I look in the mirror and see Aunt Effie looking back at me. Where did that woman come from? I haven't thought of her in years. Suddenly, here she is. Uninvited. Living inside my bathroom mirror.
Seventy years is a lot of living to look back on. I envy old people who, when reviewing their pasts, see peaceful roads well traveled. When I dare look over my shoulder, which isn't often, I see bombed out terrain, frighteningly similar to pictures of a war-torn Europe.

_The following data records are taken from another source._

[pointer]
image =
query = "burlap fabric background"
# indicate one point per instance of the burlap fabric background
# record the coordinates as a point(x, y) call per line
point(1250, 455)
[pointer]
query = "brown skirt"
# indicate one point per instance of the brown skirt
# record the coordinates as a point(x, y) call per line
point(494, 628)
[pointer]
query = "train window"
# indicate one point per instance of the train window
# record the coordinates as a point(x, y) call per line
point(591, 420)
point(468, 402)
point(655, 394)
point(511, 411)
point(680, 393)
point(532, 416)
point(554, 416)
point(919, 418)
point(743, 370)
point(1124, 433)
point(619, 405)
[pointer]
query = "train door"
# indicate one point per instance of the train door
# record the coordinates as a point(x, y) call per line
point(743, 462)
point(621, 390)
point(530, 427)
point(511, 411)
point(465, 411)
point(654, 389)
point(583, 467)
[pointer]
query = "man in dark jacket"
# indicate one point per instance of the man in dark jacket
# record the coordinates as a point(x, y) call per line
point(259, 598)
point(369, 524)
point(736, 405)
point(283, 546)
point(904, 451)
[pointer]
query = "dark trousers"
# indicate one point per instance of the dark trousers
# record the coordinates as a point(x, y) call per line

Seventy years is a very long time.
Profound words should be spoken.
Here goes:
Don't take running water for granted. I know you think all houses are born with running water, but this is not true. The first thirteen years of my life water was pulled from a deep well, bucket by heavy bucket. Water needed for drinking, cooking, bathing, laundry, hair washings at home, foot washings at church, apple dunkings at school carnivals ... every wet drop came up out of the ground via a dripping water bucket attached to a strong rope.
Water gushing from a faucet is man's greatest invention.

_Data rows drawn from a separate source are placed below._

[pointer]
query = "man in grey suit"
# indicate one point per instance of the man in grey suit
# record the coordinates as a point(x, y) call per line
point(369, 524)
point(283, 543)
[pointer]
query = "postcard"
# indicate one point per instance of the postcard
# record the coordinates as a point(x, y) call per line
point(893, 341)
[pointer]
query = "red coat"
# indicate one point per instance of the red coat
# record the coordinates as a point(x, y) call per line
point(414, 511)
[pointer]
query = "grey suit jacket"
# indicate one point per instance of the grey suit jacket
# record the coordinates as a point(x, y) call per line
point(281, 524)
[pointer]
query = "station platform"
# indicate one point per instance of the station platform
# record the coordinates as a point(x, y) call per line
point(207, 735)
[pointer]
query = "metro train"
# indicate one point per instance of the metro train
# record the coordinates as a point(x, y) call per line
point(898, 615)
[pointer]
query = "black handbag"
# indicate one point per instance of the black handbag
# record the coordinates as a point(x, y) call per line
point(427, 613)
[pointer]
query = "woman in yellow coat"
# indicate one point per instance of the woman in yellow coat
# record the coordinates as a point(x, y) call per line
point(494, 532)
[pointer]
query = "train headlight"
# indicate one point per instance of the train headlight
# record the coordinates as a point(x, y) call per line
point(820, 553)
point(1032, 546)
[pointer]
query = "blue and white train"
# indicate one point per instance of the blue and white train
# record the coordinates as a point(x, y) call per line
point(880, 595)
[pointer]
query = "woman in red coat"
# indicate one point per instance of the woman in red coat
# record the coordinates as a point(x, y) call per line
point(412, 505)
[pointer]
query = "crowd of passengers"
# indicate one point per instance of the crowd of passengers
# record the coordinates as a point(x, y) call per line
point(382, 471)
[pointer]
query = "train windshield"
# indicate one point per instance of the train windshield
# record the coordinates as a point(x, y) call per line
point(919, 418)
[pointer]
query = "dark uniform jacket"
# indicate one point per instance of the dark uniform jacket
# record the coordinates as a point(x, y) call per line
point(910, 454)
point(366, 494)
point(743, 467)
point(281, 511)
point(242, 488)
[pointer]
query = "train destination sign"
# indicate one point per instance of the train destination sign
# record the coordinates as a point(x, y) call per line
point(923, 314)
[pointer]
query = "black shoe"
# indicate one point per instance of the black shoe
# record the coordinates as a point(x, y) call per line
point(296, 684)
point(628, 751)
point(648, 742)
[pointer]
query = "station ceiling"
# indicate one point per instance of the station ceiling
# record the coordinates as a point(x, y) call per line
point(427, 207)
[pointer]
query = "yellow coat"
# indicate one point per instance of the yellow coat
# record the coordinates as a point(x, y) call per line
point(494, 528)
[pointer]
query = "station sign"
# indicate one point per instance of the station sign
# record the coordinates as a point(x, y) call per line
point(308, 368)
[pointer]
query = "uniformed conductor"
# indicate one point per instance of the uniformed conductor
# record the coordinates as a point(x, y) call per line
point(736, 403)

Don't take electricity for granted. During the first thirteen years of my life there were no handy switches to flip. There was a lamp. The bottom part was filled with kerosene which we called coal oil. We carried it home from Alvin Short's store in a gallon can. A wick (something similar to a long beige colored hair ribbon)floated through the oil in the lamp base and was threaded up through a metal slot. We lit the slot end of the wick with a long kitchen match. A glass globe was placed over the flame and presto! night shadows melted away. The glow from that kerosene lamp was roughly equal to a 25 watt bulb today. A little brighter, maybe, if I had cleaned yesterday's soot off the inside of the globe. Mostly we got by on 25 watts.
Having no electricity meant we had no air conditioning ... not even a fan. On hot summer nights we carried old quilts out to the front porch and bedded down on the floor. However, since there was always the chance a snake might try to snuggle with us, I took my sweaty cowardly self back inside the hot house before sleep claimed me.

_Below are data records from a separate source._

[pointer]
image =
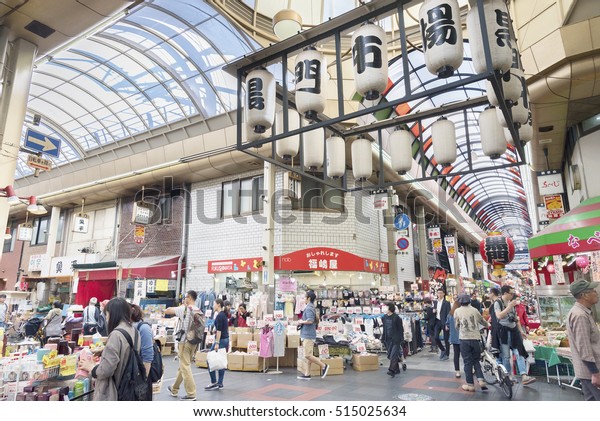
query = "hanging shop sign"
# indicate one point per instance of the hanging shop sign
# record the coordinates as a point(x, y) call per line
point(550, 182)
point(250, 264)
point(554, 206)
point(139, 234)
point(380, 201)
point(437, 245)
point(325, 258)
point(450, 246)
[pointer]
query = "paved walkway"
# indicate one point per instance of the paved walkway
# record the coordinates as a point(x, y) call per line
point(426, 378)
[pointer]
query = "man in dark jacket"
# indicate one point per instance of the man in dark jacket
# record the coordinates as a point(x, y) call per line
point(393, 334)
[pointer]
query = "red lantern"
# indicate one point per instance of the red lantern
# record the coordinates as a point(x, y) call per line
point(497, 250)
point(582, 262)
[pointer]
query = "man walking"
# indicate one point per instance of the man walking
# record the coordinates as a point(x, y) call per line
point(584, 338)
point(186, 350)
point(441, 309)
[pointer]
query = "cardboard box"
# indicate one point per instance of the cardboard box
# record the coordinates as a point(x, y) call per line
point(368, 362)
point(253, 363)
point(243, 338)
point(235, 361)
point(293, 341)
point(201, 359)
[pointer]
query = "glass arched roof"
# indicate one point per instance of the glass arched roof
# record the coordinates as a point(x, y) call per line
point(494, 199)
point(159, 64)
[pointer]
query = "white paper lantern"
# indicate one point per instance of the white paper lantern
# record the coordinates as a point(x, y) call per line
point(498, 29)
point(443, 135)
point(312, 149)
point(287, 148)
point(362, 161)
point(369, 55)
point(311, 80)
point(336, 157)
point(260, 99)
point(442, 36)
point(493, 141)
point(401, 150)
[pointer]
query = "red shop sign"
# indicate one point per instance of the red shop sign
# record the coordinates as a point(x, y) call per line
point(325, 258)
point(252, 264)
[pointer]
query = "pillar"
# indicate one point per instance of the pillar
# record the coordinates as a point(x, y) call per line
point(13, 104)
point(422, 231)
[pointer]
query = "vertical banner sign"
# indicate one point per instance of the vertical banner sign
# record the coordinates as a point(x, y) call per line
point(450, 247)
point(560, 275)
point(595, 266)
point(139, 234)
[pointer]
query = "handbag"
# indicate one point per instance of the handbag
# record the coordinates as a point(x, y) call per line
point(217, 360)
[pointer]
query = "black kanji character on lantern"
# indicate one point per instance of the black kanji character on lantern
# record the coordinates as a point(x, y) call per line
point(255, 95)
point(503, 33)
point(439, 28)
point(363, 46)
point(309, 70)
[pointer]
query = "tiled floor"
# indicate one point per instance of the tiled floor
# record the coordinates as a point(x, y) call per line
point(426, 376)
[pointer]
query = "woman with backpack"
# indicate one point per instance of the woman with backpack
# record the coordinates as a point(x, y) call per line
point(147, 341)
point(111, 368)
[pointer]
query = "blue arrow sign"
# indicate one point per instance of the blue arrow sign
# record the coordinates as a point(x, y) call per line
point(401, 221)
point(41, 143)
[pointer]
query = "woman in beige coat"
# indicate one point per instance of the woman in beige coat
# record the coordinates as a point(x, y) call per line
point(108, 372)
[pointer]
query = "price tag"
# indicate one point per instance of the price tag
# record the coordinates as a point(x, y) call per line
point(324, 351)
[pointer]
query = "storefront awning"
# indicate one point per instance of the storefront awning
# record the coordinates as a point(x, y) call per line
point(576, 231)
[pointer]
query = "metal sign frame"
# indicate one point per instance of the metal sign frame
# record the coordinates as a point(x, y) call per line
point(279, 53)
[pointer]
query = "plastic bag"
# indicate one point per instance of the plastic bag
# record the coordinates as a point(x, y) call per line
point(217, 360)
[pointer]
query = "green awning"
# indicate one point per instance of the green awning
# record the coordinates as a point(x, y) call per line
point(576, 231)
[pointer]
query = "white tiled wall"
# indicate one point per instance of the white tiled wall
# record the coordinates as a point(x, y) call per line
point(230, 239)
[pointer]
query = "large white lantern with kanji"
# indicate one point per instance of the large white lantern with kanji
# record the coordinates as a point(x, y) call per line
point(287, 147)
point(336, 157)
point(442, 36)
point(493, 141)
point(401, 150)
point(311, 80)
point(313, 148)
point(260, 100)
point(498, 31)
point(362, 160)
point(443, 135)
point(369, 57)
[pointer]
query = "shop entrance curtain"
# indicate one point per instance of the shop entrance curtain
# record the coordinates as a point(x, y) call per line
point(102, 290)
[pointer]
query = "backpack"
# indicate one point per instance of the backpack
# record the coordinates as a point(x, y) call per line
point(133, 385)
point(195, 332)
point(156, 366)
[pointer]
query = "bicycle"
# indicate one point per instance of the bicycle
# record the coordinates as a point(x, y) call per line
point(494, 373)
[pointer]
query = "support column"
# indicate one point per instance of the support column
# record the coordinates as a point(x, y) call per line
point(391, 241)
point(13, 104)
point(422, 231)
point(53, 232)
point(267, 283)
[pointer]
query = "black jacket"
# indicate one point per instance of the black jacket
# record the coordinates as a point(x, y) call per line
point(444, 311)
point(397, 335)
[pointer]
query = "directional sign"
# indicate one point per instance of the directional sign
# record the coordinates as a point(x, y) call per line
point(40, 163)
point(42, 143)
point(401, 221)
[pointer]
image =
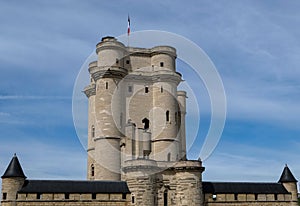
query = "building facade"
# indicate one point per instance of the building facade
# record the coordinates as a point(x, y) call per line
point(137, 143)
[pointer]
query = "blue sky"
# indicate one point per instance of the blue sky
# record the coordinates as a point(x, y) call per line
point(254, 45)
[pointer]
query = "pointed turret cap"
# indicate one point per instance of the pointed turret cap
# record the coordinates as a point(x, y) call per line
point(14, 169)
point(287, 175)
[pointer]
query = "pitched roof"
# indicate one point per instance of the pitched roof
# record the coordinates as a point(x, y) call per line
point(14, 169)
point(287, 175)
point(243, 188)
point(71, 186)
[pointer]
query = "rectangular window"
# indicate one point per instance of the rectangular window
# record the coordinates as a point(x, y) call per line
point(4, 196)
point(39, 196)
point(67, 196)
point(166, 198)
point(129, 88)
point(94, 196)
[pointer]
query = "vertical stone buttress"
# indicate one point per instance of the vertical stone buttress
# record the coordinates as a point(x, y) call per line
point(105, 110)
point(189, 183)
point(181, 96)
point(165, 131)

Having no electricity meant we had no refrigerator. We had an icebox instead. The iceman came once or twice a week and put a 40 pound chunk of ice in one side. The other side contained jugs of raw milk straight from the cow.
As ice melted, water dripped into a pan beneath the icebox. It was my responsibility to empty that pan at regular intervals. I often forgot and water ran across the linoleum floor.
Sometimes we bought extra ice for making ice cream. The recipe was so simple even a child could do it. We mixed cream, milk, eggs, sugar and vanilla flavoring, poured the mixture into an old fashioned hand-cranked churn, set a round galvanized wash tub beneath the old magnolia tree, placed the churn in the tub and surrounded it with chipped ice. Then, my brother and I turned that crank round and round 'til our young arms almost fell off our shoulders. The ice cream we produced was better than any thing we'd ever tasted before, or anything we've tasted since.
After our house was wired for electricity, Daddy bought an electric range to replace the kerosene cook stove that had replaced the wood cook stove of my earliest years. I thought life could never get any better than that electric range.
Old irons that required preheating on the cook stove were thrown out and a brand new electric iron made it easier to do the family ironing.
My father was always suspicious of electricity. When a wall outlet was not in use, Daddy tried to keep the little holes covered with tape so electricity wouldn't leak out and harm us. My brother and I laughed behind his back. Long years later, when scientists began acknowledging the damage electro-Magnetic hypersensitivity caused the human body, we stopped laughing.
Ten years from now, when I turn eighty, I'll be back to pass down more words of wisdom. Wait for me. Will you?
You and your parents are the highlights of my seventy years on this earth. I may not see you often, but your names and faces never leave my mind.